Reproducing Nate Silver's regression analysis on COVID death rates
⋅ 12 minute read
I spent some time recently studying causal inference methods. Two great resources for this are:
- Causal Inference for The Brave and True (frequentist view)
- Statistical Rethinking (Bayesian view).
When I learn about an unfamiliar topic, I will always try to look for real-world examples. In this case I keep my eyes open about articles sharing statistical findings, where I can attempt to reproduce the results.
In Nate Silver’s recent article Fine, I’ll run a regression analysis. But it won’t make you happy he shows the effect of state partisanship and COVID vaccination rates on COVID death rates. The models used are simple linear regressions with one to three independent variables (partisanship, age, vaccination rates).

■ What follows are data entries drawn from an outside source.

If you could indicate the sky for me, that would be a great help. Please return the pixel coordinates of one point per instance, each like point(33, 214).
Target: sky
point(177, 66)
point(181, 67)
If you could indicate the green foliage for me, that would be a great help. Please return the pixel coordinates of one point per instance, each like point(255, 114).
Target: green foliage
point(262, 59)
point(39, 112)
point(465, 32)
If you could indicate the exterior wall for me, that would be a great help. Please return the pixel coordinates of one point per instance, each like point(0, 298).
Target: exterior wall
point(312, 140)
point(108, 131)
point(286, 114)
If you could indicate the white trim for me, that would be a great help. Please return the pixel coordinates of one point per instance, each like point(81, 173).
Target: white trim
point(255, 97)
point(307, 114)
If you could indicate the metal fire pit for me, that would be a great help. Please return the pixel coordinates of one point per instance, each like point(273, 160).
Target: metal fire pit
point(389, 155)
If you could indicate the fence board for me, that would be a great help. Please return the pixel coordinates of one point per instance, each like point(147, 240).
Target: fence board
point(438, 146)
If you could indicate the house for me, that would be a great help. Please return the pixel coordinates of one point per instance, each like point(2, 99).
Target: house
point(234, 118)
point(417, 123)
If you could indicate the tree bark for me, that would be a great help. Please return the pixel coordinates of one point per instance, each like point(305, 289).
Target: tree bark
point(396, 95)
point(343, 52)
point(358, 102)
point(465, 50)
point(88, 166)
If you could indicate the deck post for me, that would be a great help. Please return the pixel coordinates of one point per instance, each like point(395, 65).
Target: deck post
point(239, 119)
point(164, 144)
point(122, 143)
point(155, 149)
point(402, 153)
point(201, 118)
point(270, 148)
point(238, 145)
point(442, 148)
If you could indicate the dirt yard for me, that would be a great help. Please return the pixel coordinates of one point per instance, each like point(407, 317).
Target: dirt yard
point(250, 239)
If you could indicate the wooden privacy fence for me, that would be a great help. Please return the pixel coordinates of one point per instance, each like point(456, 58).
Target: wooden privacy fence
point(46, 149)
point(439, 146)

Silver’s point in the article is only partially about his finding that state partisanship is a good predictor for COVID death rates in that state. Instead, he tries to dismiss critics that argue that simple models are not valid when they leave out additional variables, e.g. age, co-morbidities. While he agrees that one has to justify a particular model design, simple models can deliver true insights while standing up to scrutiny. Moreover he adds that “there’s a general tendency [in the profession] to overfit models.”
This post is not about Silver’s point or the political aspect of the result. I simply wanted to reproduce the findings in the article.
In his article Silver runs four linear regressions:
- impact of state partisanship on COVID death rates
- impact of state partisanship and state age on COVID death rates
- impact of state partisanship, state age, and state vaccination rates on COVID death rates
- impact of state age and state vaccination rates on COVID death rates
We need to collect data for every US state on partisanship, age structure, vaccination rates, and COVID death rates. It turned out, perhaps not surprisingly, that finding and assembling the dataset from open sources took significantly more time than setting up the regressions. I had three issues when I tried to assemble the data from the sources that the article links to:
- one source didn’t allow me to download the data as a file and I didn’t want to scrape or copy-paste from the website
- one source didn’t allow me to view the data on the same reference day as in the article
- one source didn’t provide the data as a file for free
So I had to use in some cases different sources.
Building the data set
We are building the data set from four sources:
- US states COVID cases and deaths: https://github.com/nytimes/covid-19-data/blob/62ef34cfcb60214be873a38d73619da9ea57d50b/us-states.csv
- US states age statistics: https://www.prb.org/resources/which-us-states-are-the-oldest/
- US states vaccination rates: https://ourworldindata.org/us-states-vaccinations
- US states election results 2020: https://www.kaggle.com/code/paultimothymooney/2020-usa-election-vote-percentages-by-state/output
COVID death rates
We want to calculate the COVID death rates (COVID deaths per 1M population) between two points in time (1. February 2021 when vaccines became widely available and 23. March 2023 as in the article). Silver links to worldometer.info as his dataset for covid deaths per state. However, I couldn’t find a way to download the data in timeseries form (numbers for each day) without scraping the website. Instead we are using the equivalent numbers published by the New York Times. Let’s load the CSV file into a pandas dataframe:
1import pandas as pd
2import numpy as np
3import statsmodels.api as sm
4import matplotlib.pyplot as plt
1df = pd.read_csv("us-states.csv")
1df['date'] = pd.to_datetime(df['date'])
2# create two series for the two dates of interest and rename the columns
3deaths_february = df[df.date == '2021-02-01'][["state", "deaths"]].rename(columns = {"deaths" : "deaths_2021_02_01"})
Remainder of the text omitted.